Tenere le posizioni e restare in piedi in un mondo di rovine
di Enrico Maria Romano
Che la società italiana (ed europea) di questo scorcio di XXI secolo sia profondamente malata è diventata una di quelle asserzioni certe e ovvie le quali, seppur facenti parte della contingenza storica, si impongono di fatto come fossero verità di fede o di ragione. La crisi economica non c’entra nulla.Anzi, proprio una “decrescita” del consumismo e del profitto, così come un superamento della logica mercantile del capitalismo, potrebbero costituire delle parziali e benefiche vie di uscita dal male abnorme che ci circonda e che non è nelle cose materiali come tali, ma nella brama di possesso delle stesse, ovvero nella vita vissuta all’insegna della comodità, dell’edonismo e del benessere fisico.

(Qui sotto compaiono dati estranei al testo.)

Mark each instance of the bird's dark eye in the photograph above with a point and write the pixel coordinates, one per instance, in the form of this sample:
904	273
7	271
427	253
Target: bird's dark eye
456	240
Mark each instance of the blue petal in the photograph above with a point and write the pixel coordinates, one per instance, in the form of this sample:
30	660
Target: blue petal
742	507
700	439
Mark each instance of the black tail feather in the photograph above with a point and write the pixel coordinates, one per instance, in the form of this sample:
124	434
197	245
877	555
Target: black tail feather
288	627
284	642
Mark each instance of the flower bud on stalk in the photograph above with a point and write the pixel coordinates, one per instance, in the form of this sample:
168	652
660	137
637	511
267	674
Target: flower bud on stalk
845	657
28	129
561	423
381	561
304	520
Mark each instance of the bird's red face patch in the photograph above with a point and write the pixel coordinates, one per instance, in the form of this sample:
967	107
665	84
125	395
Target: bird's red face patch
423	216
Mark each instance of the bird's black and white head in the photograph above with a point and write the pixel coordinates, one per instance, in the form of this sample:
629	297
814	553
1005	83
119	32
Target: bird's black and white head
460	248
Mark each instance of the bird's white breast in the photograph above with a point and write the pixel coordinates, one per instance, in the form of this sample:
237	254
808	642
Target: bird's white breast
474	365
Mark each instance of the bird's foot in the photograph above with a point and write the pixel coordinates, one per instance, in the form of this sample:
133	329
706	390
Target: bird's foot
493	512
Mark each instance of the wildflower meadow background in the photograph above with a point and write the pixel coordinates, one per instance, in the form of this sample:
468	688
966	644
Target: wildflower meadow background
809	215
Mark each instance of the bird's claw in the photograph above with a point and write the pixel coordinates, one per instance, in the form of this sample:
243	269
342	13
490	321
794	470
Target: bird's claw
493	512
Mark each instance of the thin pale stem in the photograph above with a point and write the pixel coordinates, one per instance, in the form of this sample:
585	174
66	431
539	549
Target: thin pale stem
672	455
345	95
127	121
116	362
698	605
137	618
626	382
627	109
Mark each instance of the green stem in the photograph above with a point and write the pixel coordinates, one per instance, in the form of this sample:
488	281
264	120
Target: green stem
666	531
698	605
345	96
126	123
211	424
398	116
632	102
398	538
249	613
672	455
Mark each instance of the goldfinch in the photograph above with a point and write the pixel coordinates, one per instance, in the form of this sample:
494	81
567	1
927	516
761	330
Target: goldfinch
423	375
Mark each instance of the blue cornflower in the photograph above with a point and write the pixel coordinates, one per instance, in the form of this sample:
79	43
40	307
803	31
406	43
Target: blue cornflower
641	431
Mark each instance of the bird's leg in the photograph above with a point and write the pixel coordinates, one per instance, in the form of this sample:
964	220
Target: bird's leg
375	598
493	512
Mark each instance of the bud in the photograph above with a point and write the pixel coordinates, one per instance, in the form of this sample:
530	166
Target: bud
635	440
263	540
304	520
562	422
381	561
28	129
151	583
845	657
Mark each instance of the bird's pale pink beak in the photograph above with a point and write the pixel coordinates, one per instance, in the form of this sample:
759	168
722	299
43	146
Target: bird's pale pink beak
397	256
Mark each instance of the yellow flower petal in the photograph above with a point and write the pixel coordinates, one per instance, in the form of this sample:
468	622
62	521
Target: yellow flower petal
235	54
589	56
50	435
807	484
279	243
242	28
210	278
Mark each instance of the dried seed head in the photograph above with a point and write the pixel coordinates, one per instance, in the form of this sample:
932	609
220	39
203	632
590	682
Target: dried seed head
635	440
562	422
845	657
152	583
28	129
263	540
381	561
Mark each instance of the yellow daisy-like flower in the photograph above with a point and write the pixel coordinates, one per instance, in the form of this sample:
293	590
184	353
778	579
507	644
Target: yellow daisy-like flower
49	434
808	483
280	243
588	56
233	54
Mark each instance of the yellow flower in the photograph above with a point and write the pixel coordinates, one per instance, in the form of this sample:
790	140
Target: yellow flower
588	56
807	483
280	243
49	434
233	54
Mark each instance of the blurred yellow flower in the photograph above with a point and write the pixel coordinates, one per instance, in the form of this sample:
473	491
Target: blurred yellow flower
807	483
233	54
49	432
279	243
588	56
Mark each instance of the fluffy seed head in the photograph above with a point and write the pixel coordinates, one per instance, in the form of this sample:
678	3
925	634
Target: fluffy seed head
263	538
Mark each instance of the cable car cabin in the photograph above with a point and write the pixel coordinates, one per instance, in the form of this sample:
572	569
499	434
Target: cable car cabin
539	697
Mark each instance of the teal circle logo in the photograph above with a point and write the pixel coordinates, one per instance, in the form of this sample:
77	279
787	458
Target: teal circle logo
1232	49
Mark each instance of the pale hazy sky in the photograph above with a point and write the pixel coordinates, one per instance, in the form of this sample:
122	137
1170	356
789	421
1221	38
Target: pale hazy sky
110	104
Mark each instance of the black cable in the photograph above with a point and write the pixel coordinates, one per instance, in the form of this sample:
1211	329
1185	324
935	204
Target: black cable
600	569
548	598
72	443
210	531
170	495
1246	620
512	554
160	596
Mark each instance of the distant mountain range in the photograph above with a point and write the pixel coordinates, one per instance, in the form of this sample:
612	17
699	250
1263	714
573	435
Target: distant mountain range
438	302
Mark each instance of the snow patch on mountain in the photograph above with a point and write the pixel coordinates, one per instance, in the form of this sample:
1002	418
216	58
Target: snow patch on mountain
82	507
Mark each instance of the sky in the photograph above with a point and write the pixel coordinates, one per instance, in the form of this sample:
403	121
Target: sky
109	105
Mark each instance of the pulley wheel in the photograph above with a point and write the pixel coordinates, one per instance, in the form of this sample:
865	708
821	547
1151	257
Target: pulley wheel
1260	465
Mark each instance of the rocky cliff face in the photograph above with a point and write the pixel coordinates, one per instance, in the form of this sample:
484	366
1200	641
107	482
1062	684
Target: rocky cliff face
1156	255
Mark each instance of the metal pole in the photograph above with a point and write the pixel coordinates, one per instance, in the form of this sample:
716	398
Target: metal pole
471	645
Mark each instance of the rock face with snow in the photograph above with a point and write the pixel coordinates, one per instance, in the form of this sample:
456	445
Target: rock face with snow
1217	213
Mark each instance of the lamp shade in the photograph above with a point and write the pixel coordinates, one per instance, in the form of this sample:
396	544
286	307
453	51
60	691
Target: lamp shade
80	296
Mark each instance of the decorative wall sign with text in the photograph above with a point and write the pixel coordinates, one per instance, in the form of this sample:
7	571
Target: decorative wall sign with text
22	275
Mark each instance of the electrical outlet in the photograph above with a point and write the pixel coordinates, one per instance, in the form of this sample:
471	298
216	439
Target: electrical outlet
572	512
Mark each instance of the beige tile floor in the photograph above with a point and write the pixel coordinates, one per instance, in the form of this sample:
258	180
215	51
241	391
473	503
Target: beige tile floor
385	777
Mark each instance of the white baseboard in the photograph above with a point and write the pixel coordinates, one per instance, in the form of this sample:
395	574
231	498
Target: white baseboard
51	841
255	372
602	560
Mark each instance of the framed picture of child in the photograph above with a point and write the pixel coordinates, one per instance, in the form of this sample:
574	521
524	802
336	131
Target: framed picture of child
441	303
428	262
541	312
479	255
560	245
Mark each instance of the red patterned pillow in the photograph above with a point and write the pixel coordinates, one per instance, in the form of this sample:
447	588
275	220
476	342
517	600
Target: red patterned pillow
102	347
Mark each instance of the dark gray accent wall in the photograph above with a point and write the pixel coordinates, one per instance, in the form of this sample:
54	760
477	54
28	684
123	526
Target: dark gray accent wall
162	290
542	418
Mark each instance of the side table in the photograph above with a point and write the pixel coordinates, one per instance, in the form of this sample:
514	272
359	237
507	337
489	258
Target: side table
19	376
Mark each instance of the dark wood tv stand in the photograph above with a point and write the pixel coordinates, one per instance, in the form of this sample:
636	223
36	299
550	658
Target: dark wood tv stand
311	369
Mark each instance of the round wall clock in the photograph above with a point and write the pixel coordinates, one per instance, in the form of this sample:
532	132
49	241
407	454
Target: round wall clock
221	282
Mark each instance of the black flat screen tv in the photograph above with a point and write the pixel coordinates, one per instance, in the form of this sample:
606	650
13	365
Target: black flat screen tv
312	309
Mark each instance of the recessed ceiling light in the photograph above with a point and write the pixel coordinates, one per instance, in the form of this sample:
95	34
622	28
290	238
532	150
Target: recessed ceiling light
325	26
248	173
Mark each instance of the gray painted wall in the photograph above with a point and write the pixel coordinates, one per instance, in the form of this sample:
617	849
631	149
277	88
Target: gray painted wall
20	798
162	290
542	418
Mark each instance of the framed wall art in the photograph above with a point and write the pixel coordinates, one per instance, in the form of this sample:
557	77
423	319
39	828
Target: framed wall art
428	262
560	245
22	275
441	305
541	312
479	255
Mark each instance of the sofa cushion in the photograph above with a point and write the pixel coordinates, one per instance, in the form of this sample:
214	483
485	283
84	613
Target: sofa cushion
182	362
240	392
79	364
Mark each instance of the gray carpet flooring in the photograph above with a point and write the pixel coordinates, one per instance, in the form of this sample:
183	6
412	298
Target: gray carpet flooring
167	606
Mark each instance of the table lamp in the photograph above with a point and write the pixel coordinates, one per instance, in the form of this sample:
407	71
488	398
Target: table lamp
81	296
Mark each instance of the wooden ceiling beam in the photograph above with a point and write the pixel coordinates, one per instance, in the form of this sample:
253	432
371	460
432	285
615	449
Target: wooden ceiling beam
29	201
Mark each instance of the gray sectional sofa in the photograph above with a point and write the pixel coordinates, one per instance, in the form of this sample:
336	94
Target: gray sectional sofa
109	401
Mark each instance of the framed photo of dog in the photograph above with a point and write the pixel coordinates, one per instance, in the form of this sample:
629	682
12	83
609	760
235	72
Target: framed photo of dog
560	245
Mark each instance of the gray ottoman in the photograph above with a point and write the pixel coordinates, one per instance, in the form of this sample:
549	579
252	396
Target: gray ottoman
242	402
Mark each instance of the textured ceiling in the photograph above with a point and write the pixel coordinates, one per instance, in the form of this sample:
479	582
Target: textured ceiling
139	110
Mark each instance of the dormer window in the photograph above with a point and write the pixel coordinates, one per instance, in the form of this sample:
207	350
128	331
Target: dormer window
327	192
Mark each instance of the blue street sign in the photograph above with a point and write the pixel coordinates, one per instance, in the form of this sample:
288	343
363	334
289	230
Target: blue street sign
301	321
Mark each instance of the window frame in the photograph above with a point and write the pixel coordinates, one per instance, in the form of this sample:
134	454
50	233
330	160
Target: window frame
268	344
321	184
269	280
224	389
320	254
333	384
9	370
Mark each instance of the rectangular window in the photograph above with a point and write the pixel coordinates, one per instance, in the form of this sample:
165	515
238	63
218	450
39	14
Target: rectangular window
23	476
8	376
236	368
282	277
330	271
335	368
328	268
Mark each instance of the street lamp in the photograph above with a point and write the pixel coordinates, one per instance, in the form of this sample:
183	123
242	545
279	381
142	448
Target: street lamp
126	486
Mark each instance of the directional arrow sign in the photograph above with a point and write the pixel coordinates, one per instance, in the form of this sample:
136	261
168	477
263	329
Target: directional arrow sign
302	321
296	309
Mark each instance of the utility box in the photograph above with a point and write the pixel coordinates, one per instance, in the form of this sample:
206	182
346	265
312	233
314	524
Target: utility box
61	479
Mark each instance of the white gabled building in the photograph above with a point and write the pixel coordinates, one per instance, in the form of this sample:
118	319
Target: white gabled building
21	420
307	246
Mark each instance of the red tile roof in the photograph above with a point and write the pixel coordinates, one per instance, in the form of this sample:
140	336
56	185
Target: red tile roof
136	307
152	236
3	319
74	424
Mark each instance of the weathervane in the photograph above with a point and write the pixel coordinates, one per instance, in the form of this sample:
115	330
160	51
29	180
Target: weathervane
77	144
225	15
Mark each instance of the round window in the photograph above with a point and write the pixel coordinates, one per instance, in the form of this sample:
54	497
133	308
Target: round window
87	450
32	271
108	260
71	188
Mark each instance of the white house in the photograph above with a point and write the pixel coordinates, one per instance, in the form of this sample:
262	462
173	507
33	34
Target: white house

La malattia fondamentale della modernità tardiva che stiamo vivendo sta, essenzialmente, nella perdita della tradizione intesa anzitutto come patrimonio di valori, di “miti” e di assiomi che hanno fatto grandi, nei secoli, le nazioni e gli antichi popoli d’Europa. Ma quali sono questi valori-miti-assiomi di cui sopra? Ebbene, eccone un campione, un po’ alla rinfusa: il valore catartico del sacrificio e del dolore, l’amore inconcusso della patria e della propria famiglia, la fedeltà assoluta alla parola data e alla promessa fatta, il comune senso del pudore, la superiorità della saggezza dell’anziano rispetto al dinamismo del giovane, la impari dignità tra uomini e bestie, il primato dello studio intellettuale sulle pur stimabili attività manuali, l’apprezzamento speciale per la vita religiosa di frati, suore, monaci e monache. Se questi punti si sono evaporati o sono comunque svaniti nel nulla, ciò non è senza conseguenze drammatiche. Faccio notare che questi sopraelencati valori erano (e sono) accessibili a tutti, al di là del grado di scolarizzazione raggiunto e non hanno nulla a che vedere con certo elitismo culturale-estetico messo in mostra da alcuni. Si rileggano i valori posti a cardine della tradizione oggi perduta: nessuno di essi richiede la laurea in lettere classiche o titoli di presunta nobiltà (gli stessi indotti contadini di un tempo avevano stima del professore, mostrandosi in ciò più filosofi di quegli intellettuali di oggi che stimano maggiormente la cura del corpo che quella dell’anima); tutti quei valori perduti e da ristabilire però, richiedono buon cuore e buona volontà, ma anche un supporto sociale che è completamente svanito nel nulla, e non a partire dalla Rivoluzione francese, come a volte si dice, ma solo dal secondo dopoguerra. Infatti nel periodo che va dalla fine del ‘700 alla metà del ‘900 quei valori, giudicati assiologici dal sottoscritto, erano largamente condivisi dai popoli europei, non ultimo il già glorioso a vario titolo, popolo italiano.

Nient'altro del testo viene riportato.